Mittwoch, 21. November 2012

Sterne sind selten Einzelkinder

Aus: Sterne und Weltraum, Dezember 2012

Heidelberg. Ein Stern wird geboren, wenn ein Teil einer kosmischen Gaswolke unter seiner eigenen Schwerkraft zusammen bricht. Junge Sterne setzen ihre Mutterwolke aber wortwörtlich unter Druck - und sorgen damit dafür, dass in seiner Nähe zügig weitere junge Sterne heranwachsen.

Kann sich ein Stern Nachbarsterne züchten? Ja – das ist sogar ein häufiges Phänomen. In der Dezemberausgabe von Sterne und Weltraum wird beschrieben, wie Wissenschaftler diesen Prozess anhand einer interstellaren Gaswolke mit dem interessanten Namen Elefantenrüsselnebel nachvollzogen haben. Solche Nebel bestehen zum größten Teil aus molekularem Wasserstoff und liefern damit die Bausubstanz für neue Sterne, die den Wasserstoff als Brennmaterial benötigen.

Damit ein Stern entsteht, muss ein diffuser Nebel allerdings erst auf die hohen Drücke komprimiert werden, wie sie auch im Inneren unserer Sonne herrschen – und dabei kann ein bereits vorhandener Stern helfen! Trifft nämlich die Strahlung eines jungen und hellen Sterns auf eine Gaswolke, so drängt sie diese zurück und kann damit den Anstoß zur nötigen Komprimierung liefern. Weitere Sterne entstehen daher bevorzugt in der Nähe eines hellen Artgenossen.

Im Elefantenrüsselnebel haben Astronomen um Konstantin Getman von der Pennsylvania State University nun Hinweise auf diesen Mechanismus der Sternentstehung gefunden. In diesem Nebel identifizierten sie einen besonders hellen und mehrere junge Sterne. Das Alter und die räumliche Verteilung der jungen Sterne lässt dabei darauf schließen, dass sie ihre Existenz dem älteren Artgenossen zu verdanken haben.

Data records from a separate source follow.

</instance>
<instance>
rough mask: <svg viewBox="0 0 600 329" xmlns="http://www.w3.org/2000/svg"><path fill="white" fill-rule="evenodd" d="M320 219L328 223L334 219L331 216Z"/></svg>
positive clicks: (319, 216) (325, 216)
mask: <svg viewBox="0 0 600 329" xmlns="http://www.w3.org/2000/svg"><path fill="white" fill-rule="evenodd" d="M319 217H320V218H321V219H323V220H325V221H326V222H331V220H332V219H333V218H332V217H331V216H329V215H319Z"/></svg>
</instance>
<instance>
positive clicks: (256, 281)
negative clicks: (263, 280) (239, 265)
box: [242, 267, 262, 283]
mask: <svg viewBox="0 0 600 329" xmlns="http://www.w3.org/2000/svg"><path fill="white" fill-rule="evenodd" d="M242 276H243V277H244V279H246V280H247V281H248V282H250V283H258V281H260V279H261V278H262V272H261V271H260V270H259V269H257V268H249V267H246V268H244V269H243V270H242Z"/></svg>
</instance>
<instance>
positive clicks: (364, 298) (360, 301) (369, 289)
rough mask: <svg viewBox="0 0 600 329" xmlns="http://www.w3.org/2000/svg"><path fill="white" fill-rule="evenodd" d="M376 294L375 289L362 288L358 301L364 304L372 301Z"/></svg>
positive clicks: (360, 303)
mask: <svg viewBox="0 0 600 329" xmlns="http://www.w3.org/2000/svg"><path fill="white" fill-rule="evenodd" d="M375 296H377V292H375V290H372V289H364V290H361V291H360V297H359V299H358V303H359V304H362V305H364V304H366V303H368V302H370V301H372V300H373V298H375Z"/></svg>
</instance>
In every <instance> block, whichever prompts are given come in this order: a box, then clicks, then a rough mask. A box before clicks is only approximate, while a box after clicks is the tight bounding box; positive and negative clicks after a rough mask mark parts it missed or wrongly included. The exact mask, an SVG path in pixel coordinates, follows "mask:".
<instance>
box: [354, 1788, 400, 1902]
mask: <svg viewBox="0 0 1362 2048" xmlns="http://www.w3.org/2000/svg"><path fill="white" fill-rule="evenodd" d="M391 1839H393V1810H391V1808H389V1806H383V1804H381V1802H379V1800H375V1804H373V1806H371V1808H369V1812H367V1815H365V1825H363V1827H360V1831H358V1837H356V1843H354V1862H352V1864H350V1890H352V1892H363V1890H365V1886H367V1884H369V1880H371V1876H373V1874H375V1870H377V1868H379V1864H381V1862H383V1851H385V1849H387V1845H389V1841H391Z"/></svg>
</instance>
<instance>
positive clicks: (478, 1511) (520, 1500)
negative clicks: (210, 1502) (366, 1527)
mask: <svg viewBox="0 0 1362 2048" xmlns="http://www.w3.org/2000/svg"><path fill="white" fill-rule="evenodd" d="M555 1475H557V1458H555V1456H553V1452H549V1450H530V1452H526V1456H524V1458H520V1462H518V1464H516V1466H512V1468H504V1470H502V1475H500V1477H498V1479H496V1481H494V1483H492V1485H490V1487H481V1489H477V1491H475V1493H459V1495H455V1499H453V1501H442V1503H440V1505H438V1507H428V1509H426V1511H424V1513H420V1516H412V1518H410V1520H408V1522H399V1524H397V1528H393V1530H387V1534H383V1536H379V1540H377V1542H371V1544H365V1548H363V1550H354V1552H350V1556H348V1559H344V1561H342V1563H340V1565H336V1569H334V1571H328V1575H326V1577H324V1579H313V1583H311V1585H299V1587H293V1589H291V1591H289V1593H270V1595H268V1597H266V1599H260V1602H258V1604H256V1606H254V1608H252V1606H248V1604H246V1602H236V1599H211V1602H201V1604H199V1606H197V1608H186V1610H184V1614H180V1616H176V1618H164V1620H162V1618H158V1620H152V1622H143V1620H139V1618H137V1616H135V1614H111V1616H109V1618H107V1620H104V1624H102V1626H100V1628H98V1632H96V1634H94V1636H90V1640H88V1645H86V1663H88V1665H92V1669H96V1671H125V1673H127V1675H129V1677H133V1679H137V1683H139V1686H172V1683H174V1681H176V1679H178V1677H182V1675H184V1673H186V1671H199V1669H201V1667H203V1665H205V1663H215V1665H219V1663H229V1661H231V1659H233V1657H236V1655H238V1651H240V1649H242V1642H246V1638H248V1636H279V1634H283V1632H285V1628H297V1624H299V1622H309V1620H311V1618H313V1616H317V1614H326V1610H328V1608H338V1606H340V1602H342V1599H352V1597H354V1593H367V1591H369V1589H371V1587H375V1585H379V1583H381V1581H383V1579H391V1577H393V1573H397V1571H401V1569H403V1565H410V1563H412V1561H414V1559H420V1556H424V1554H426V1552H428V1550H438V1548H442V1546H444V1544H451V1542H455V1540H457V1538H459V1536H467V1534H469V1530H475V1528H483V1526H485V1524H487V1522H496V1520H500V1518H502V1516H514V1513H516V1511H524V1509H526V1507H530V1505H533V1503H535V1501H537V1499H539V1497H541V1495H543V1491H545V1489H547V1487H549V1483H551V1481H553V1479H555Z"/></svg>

Zum Hintergrund: Das Modell der Sternentstehung hat eine einfache Grundidee: Jedes Gas hat einen Druck. Wenn dieser Druck nicht ausreicht, um eine kosmische Wolke aus Gas gegen ihre eigene Schwerkraft zu schützen, so stürzt sie in sich zusammen. Der Kollaps schreitet voran, bis im Inneren der Wolke Druck und Temperatur so hoch werden, dass die Kernfusion zündet. Diese erzeugt Licht und Wärme, die den Druck in der Wolke erhöhen, bis er wieder die anziehende Wirkung der Schwerkraft ausgleichen kann. Dies verhindert einen weiteren Kollaps der nun leuchtenden Wolke – und damit ist ein neuer Stern geboren.

Sternentstehungsgebiete können vor allem mit Teleskopen beobachtet werden, die für Infrarotlicht empfindlich sind. Auf den Bildern solcher Teleskope erscheinen Sternentstehungsgebiete als ausgedehnte Nebelstrukturen, in die Sterne eingebettet sind. Oft zeigen sich dabei interessante Kombination aus Sternpositionen und der Struktur der Wolke: Besonders leuchtkräftige Sterne entwickeln einen starken Sternwind, der aus Lichtteilchen, so genannten Photonen, aber auch aus materiellen Partikeln besteht. Wenn dieser Sternwind auf den Nebel trifft, so drängt er diesen zurück und formt damit scharf begrenzte säulenartige Strukturen, die aus dem sonst diffusen Nebel heraus ragen. In astronomischen Aufnahmen erkennt man daher oft einen hellen Stern in der Nähe einer solchen Säule.

Wissenschaftler haben nun im Elefantenrüsselnebel genau eine solche Kombination aus einem hellen Stern und einer Nebelsäule genauer ausgewertet. Der Elefantenrüsselnebel liegt im Sternbild Kepheus, das von Deutschland aus das ganze Jahr sichtbar ist.

Das Team um Konstantin Getman konnte bei seiner Forschungsarbeit einen Stern im Elefantenrüsselnebel identifizieren, der den ihn umgebenden Nebel zurückdrängt und damit Sternentstehung auslöst. Gezogen hat das Team seine Schlüsse aus der Morphologie der Nebelwolke und aus dem Alter verschiedener Sterne, das mit wachsendem Abstand immer weiter abnimmt. Sie vermuten daher, dass die sich ausbreitende Strahlung von HD 206267 den Nebel in seiner Nähe zurückdrängte und damit die Entstehung der jungen Sterne auslöste.